Réunir le gratin mondial de la musique Ambient, c’était une superbe idée. Les faire jouer un concert intimiste dans un lieu privilégié et mystérieux comme les sous-sols du Palais de Tokyo, cela tient au génie. Le Festival Pleine Conscience, le bien-nommé, fut l’événement de la rentrée pour tout féru de musique planante et alternative et l’une des rares fois où il aura été possible d’assister à une soirée regroupant Midori Takada, Gas, Prurient et Tim Hecker. Soit quatre monstres du genre conceptualiser malgré lui par Brian Eno dans les années 1970, accompagnés de la prometteuse Pan Daijing.
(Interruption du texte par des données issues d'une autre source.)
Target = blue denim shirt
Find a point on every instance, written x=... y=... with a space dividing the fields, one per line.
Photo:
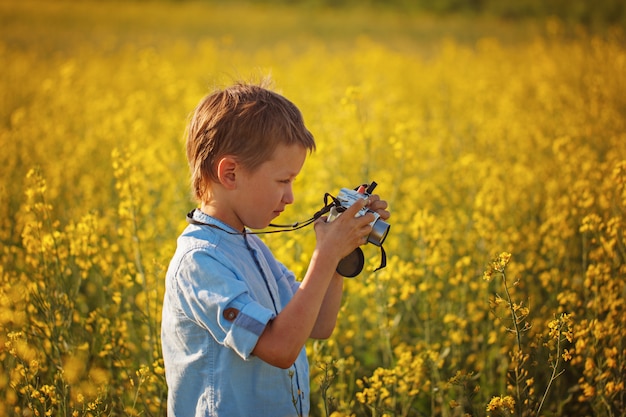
x=221 y=290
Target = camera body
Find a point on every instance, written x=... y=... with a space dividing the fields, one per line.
x=346 y=198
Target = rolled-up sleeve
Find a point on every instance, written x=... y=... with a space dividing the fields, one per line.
x=212 y=295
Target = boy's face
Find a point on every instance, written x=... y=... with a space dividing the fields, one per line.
x=263 y=194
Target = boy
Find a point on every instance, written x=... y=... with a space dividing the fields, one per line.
x=235 y=320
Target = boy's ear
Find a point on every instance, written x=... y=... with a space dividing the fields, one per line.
x=226 y=172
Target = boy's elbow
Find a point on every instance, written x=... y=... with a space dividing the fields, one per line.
x=284 y=361
x=323 y=332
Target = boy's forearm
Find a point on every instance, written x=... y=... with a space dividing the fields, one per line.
x=284 y=337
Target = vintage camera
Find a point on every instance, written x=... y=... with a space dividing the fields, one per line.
x=352 y=265
x=346 y=198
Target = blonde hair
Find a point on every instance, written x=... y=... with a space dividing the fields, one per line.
x=245 y=121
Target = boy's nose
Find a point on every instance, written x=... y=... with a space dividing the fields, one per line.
x=288 y=198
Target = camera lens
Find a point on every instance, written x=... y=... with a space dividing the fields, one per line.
x=379 y=232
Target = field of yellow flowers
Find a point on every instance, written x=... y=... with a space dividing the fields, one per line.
x=503 y=159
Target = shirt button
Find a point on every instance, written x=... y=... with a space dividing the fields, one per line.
x=230 y=314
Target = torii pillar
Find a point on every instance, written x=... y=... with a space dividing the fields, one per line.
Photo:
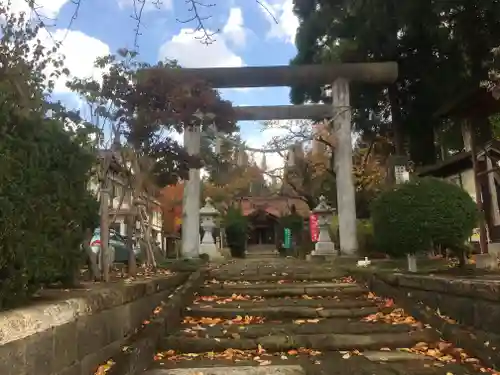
x=346 y=198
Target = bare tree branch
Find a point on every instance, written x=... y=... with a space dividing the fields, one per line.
x=207 y=36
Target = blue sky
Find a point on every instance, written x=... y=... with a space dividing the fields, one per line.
x=248 y=36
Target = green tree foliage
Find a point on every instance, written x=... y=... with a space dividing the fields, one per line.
x=44 y=202
x=446 y=54
x=415 y=216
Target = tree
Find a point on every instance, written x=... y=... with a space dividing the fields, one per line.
x=46 y=207
x=416 y=216
x=144 y=105
x=436 y=59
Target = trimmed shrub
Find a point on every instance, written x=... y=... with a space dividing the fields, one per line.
x=236 y=227
x=45 y=208
x=415 y=216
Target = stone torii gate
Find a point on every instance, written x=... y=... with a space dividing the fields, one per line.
x=339 y=75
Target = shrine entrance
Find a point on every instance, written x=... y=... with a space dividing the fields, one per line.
x=263 y=228
x=338 y=115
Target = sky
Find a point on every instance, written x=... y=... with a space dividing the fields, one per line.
x=247 y=36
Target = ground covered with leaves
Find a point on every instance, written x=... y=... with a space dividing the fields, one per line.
x=255 y=313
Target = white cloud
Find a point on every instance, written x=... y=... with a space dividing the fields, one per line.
x=234 y=30
x=80 y=51
x=46 y=8
x=281 y=11
x=190 y=53
x=186 y=48
x=148 y=6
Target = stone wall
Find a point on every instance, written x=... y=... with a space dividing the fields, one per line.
x=75 y=336
x=471 y=302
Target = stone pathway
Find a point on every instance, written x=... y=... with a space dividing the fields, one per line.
x=284 y=316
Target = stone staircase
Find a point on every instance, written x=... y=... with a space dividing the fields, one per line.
x=284 y=316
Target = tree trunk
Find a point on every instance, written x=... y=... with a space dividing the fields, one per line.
x=132 y=264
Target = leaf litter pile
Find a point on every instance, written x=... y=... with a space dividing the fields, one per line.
x=348 y=280
x=441 y=352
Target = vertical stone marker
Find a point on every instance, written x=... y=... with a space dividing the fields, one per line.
x=324 y=246
x=346 y=202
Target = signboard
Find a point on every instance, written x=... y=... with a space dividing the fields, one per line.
x=287 y=238
x=401 y=174
x=314 y=228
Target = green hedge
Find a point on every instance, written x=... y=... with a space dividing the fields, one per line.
x=364 y=232
x=415 y=216
x=44 y=208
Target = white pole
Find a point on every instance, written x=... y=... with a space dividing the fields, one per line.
x=346 y=201
x=191 y=199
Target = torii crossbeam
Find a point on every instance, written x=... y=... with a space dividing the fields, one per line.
x=339 y=76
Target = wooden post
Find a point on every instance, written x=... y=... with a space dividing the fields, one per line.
x=346 y=202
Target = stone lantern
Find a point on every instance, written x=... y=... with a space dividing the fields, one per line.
x=208 y=214
x=324 y=246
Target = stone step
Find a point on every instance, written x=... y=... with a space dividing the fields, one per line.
x=282 y=290
x=299 y=327
x=281 y=312
x=321 y=342
x=284 y=302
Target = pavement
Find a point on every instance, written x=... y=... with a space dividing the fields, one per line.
x=290 y=317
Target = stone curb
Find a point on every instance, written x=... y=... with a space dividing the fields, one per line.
x=141 y=347
x=20 y=323
x=451 y=332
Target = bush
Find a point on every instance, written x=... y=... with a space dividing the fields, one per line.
x=236 y=226
x=45 y=208
x=415 y=216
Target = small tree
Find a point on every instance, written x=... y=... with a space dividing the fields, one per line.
x=416 y=216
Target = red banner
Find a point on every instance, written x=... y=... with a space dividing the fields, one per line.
x=313 y=227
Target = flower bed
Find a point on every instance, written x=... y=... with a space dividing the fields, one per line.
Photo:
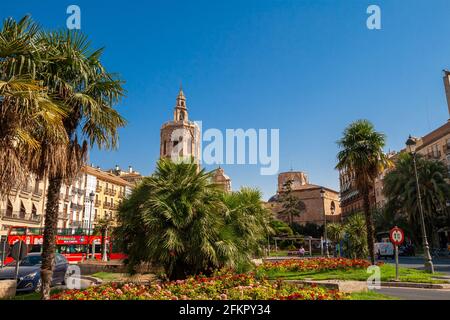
x=223 y=286
x=313 y=264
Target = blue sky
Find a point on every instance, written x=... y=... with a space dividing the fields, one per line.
x=308 y=68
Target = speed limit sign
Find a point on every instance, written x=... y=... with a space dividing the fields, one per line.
x=397 y=236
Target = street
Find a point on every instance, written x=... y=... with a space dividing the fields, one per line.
x=441 y=265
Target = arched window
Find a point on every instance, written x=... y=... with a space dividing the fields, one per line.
x=22 y=212
x=9 y=209
x=33 y=211
x=301 y=207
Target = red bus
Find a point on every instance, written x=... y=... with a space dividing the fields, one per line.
x=74 y=244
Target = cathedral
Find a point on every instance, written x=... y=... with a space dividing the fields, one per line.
x=180 y=139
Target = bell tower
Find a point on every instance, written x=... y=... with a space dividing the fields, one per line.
x=180 y=138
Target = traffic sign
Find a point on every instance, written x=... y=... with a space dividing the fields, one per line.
x=397 y=236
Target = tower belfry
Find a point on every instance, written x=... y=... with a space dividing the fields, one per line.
x=180 y=113
x=180 y=138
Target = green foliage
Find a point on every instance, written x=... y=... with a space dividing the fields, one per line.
x=280 y=228
x=355 y=238
x=361 y=156
x=179 y=219
x=308 y=229
x=335 y=232
x=400 y=188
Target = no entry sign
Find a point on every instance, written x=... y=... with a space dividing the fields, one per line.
x=397 y=236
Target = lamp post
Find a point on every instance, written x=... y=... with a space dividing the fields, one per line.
x=411 y=147
x=91 y=200
x=322 y=195
x=105 y=255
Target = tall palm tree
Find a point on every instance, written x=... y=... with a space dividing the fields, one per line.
x=75 y=76
x=362 y=156
x=29 y=114
x=401 y=191
x=57 y=100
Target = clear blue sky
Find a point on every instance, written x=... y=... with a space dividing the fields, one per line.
x=308 y=68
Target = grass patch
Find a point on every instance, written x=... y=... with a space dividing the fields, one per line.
x=108 y=276
x=387 y=274
x=370 y=295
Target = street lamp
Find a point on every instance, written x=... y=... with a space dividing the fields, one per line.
x=411 y=148
x=104 y=249
x=91 y=200
x=322 y=195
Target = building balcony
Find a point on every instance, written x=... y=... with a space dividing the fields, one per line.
x=110 y=192
x=434 y=155
x=37 y=193
x=63 y=215
x=76 y=206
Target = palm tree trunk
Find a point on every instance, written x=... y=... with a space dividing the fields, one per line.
x=49 y=239
x=369 y=225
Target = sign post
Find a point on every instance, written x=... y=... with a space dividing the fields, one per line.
x=397 y=236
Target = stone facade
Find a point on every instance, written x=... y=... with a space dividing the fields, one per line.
x=315 y=208
x=26 y=207
x=180 y=138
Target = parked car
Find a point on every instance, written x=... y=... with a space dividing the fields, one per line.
x=29 y=277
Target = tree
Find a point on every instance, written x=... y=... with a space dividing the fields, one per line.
x=400 y=188
x=247 y=225
x=291 y=205
x=179 y=219
x=362 y=157
x=335 y=231
x=355 y=237
x=73 y=90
Dans un décor urbain, de vide et de bitume froid, résonnèrent des mantras des plus hypnotiques : écorchés (Prurient), bruitistes (Pan Daijing), hallucinogènes (Gas), contemplatifs (Midori Takada) ou bien tous à la fois (Tim Hecker, en clou du spectacle dans la nuit parisienne). Six heures durant, les spectateurs furent plongés dans une transe onirique, entre légers headbanging, corps zombifiées et esprits voyageurs. Il y en aura eu pour tous les goûts et chaque set fut rondement mené, emmenant le public dans l’univers propre à chaque artiste.
Dominick Fernow fut comme un poisson dans l’eau avec sa noise des bas fonds new-yorkais, que les visuels hivernaux du show illustraient parfaitement. Comme si le monde de Prurient ne faisait qu’un avec les sous-sols du Palais de Tokyo. Les cris étouffés du chanteur, qui jouait en grande partie des titres de son dernier chef-d’œuvre, Frozen Niagara Falls, infiltrèrent chaque recoin de cet endroit despotique. Un set d’autant plus magnifique qu’il fut contrebalancé l’instant d’après par le calme nippon et l’art du silence de l’immense Midori Takada. Seule, entourée d’énormes instruments à percussions, qu’on pourrait voir comme des reliques ancestrales, elle envoûta une audience qui n’esquissa aucun bruit. Merveilleux moment de sidération collectif devant un talent énorme qui, malgré le lieu, fut propice à l’émanation d’images mentales dignes des peintures du Douanier Rousseau qu’affectionne tant Takada.
Wolfgang Voigt est un maître du minimalisme – c’est d’ailleurs l’une des figures de lance de la Minimal et de la Techno berlinoise – auquel il sait donner des effets maximalistes. Les trips sous LSD qui inspirent la musique unique de Gas semblaient pénétrer toute la salle pendant son live. Le Palais de Tokyo, Paris, la métropole, tout s’évanouissait. À la place, on avait l’impression d’assister à une rave démente au plus profond de la Forêt Noire germanique. Gas n’offrit certes que des titres de son dernier bijou, NARKOPOP, mais difficile de lui en demander plus, tant tout fut d’une cohérence ahurissante, pur moment charnel et évasif où les morceaux s’imbriquaient les uns des autres et emportaient le public avec eux.
Comme mentionné plus haut, le concert de Tim Hecker fut effectivement la grande claque du Festival Pleine Conscience. On connaissait le talent incommensurable du Canadien, auteur de certains des plus beaux opus Ambient des années 2000 : Radio Amor, Harmony in Ultraviolet, Ravedeath 1972, Virgins. Une musique semblable à un magma bouillonnant mi-électrique mi-électronique, faiseuse d’ambiances singulières et cinématographiques ringardisant la quasi-intégralité des bandes originales les plus plébiscitées. Son précédent album, Love Streams, avait certes déçu, mais il y avait de l’excitation dans l’idée de voir sa transposition sur scène, car l’œuvre ouvrait l’art de Tim Hecker à quelque chose de plus normé et de moins atonale. La scénographie crépusculaire (beaucoup de machines, faux brouillard, jeu de lumière organique) en mit certes pleins les yeux mais fut surtout un moyen de condenser la singularité de Tim Hecker en quelques effets. Love Streams et Virgins furent particulièrement mis à l’honneur, et les chansons se révélèrent beaucoup plus électriques que sur enregistrement studio. Une façon aussi de sonner plus « live », surtout plus vivant et palpable. Jusqu’à ce final rallongé de près de quinze minutes sur Virginal II. Magique.